The chrome nail trend is not new. Hailey Bieber’s glazed donut manicure went viral in 2022 after nail artist Zola Ganzorigt created it last-minute before the Met Gala, and chrome powder sales have climbed steadily since. But the pricing never caught up with the demand. A Salon Geek forum thread on chrome pricing reads like a support group: techs charging five dollars extra, ten dollars extra, agonizing over whether fifteen is too much. Meanwhile the nail polish market is projected to reach $25.8 billion by 2030, and chrome finishes are a consistent driver. Clients are paying. They just need to pay the right amount.
Chrome Adds Time and Risk
A standard gel manicure involves base coat, two color coats, and a top coat. Chrome adds a minimum of two extra steps: the pigment application itself and a second top coat to lock the finish. Most techs also half-cure the first top coat to get the right tackiness for the powder to grab. That half-cure trick is not in any beginner manual. It comes from practice, from ruining sets and learning what forty-five seconds in the lamp versus sixty seconds does to the adhesion. The whole process adds ten to fifteen minutes to a set. At a rate of a dollar a minute, which is low for a skilled tech, that is ten to fifteen dollars in labor before you count the product.
The product itself is cheap. A jar of chrome pigment costs five to eight dollars and lasts dozens of sets. But the TikTok narrative that chrome powder costs five dollars on Amazon so the salon markup is “insane” misses the point entirely. Clients are not paying for powder. They are paying for the tech who knows how to make the powder look like mercury on every single nail, with no streaks, no dull patches, no lifting at the cuticle line.
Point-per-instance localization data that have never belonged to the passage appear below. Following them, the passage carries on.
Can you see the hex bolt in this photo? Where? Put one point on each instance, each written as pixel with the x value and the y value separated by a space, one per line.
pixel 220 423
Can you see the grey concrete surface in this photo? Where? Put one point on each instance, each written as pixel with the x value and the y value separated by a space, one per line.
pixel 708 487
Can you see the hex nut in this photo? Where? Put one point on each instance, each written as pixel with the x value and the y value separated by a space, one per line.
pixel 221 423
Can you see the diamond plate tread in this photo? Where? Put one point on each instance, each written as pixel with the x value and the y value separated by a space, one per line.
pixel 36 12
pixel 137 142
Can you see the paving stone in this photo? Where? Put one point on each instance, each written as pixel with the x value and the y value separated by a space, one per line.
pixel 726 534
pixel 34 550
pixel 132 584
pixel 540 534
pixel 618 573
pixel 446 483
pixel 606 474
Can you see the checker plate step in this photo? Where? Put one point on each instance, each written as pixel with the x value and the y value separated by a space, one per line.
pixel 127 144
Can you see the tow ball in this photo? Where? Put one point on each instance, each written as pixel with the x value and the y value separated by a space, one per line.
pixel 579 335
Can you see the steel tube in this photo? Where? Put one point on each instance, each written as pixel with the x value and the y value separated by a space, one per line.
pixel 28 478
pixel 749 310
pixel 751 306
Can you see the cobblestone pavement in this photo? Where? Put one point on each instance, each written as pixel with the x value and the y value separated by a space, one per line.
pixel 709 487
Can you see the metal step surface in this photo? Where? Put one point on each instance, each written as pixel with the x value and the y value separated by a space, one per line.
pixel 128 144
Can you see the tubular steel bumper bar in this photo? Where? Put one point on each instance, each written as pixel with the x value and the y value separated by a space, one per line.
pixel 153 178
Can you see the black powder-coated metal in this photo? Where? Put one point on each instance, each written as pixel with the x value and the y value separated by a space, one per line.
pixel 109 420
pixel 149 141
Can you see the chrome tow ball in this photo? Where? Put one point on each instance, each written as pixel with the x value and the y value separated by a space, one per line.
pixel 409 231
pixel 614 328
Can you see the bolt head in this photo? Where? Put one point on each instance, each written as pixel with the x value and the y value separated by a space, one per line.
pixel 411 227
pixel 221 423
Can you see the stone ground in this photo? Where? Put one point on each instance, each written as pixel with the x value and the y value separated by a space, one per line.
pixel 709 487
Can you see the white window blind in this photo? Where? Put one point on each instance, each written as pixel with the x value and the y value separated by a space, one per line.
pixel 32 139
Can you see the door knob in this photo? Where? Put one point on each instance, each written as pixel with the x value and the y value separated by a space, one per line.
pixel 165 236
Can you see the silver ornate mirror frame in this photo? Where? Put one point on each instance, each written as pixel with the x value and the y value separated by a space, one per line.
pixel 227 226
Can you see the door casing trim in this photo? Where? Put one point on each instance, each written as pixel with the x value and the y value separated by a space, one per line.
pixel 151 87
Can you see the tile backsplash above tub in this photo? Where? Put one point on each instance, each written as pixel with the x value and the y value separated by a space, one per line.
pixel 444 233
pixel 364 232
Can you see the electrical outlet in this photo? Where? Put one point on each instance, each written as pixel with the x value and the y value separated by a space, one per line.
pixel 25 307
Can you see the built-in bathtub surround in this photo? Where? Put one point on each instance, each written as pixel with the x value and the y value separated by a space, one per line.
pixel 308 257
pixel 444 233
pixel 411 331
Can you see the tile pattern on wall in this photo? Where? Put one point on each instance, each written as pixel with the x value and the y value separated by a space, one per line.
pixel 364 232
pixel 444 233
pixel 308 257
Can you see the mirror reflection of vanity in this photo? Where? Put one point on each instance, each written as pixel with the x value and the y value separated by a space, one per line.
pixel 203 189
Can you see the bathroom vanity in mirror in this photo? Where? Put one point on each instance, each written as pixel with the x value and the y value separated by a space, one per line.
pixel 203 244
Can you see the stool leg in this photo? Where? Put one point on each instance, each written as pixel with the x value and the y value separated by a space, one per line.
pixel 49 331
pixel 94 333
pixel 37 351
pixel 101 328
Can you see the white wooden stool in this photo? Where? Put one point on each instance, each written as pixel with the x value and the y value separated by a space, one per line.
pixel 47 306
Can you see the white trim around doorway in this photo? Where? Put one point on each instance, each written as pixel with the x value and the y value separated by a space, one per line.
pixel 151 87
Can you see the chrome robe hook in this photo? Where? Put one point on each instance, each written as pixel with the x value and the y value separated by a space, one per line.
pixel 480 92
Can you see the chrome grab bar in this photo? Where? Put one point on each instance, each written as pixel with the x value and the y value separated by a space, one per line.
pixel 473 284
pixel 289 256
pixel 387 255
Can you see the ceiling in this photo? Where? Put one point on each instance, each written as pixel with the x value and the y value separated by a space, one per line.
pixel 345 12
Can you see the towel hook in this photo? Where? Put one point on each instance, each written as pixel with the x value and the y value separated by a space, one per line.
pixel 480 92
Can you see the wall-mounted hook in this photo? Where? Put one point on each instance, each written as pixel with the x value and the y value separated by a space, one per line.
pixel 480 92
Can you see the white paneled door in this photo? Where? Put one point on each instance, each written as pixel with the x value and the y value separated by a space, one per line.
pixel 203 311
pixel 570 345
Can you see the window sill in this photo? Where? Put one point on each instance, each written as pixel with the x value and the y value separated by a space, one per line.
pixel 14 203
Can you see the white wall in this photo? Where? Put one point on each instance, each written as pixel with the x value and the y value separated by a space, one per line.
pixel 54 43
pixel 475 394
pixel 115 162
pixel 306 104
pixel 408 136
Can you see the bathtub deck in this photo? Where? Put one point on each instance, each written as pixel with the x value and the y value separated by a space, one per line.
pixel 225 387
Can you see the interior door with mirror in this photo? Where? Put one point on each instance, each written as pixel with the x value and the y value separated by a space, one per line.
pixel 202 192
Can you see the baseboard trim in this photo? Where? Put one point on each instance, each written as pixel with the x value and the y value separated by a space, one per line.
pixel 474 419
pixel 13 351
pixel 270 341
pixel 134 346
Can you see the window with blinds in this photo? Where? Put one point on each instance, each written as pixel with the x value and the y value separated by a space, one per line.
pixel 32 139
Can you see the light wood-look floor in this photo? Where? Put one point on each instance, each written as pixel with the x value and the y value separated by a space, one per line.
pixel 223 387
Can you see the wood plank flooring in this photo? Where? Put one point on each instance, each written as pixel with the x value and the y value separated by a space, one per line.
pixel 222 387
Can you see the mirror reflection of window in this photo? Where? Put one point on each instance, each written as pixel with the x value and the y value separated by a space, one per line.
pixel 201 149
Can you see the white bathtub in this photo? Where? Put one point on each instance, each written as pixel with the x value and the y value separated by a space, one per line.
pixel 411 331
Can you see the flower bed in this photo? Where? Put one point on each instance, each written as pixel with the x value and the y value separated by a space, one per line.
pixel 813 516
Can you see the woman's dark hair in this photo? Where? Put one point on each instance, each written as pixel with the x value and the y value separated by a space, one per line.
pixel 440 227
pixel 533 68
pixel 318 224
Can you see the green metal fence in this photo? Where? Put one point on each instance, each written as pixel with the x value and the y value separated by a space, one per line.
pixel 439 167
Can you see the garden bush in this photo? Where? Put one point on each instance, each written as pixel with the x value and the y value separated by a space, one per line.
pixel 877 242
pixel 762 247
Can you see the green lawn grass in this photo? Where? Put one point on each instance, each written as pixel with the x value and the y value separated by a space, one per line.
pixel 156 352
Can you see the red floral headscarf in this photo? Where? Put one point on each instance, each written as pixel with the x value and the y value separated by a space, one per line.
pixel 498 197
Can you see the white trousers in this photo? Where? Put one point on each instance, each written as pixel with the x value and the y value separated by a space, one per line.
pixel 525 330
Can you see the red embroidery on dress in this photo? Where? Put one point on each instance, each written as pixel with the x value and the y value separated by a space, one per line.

What the Upcharge Should Look Like
I charge twenty dollars for chrome on a full set and twenty-five for specialty chromes like aurora or color-shifting pigments. That puts my chrome gel manicure at $65 to $70 total, which is in line with what salon pricing data suggests for specialty finishes in metro markets. Some of my clients blink at first. None have left over it. Chrome is a look they came in specifically wanting, and they came in because they cannot do it at home with the same result.
If you are still charging chrome as a five-dollar add-on, price it the same way you would any specialty salon add-on: time plus skill plus product, not product alone.
The Quiet Part
Chrome shares something with quiet luxury nails: both demand a level of precision that basic gel work does not. A single uneven nail ruins the whole set because the mirror finish makes every imperfection visible. That is advanced work. Price it that way.
Pinterest searches for icy blue chrome are up 235 percent heading into 2026, and glass chrome is one of the defining nail aesthetics of the year according to Who What Wear. The demand is not slowing. Your price should reflect that.
Stop treating chrome like a favor you do on top of the service. It is the service.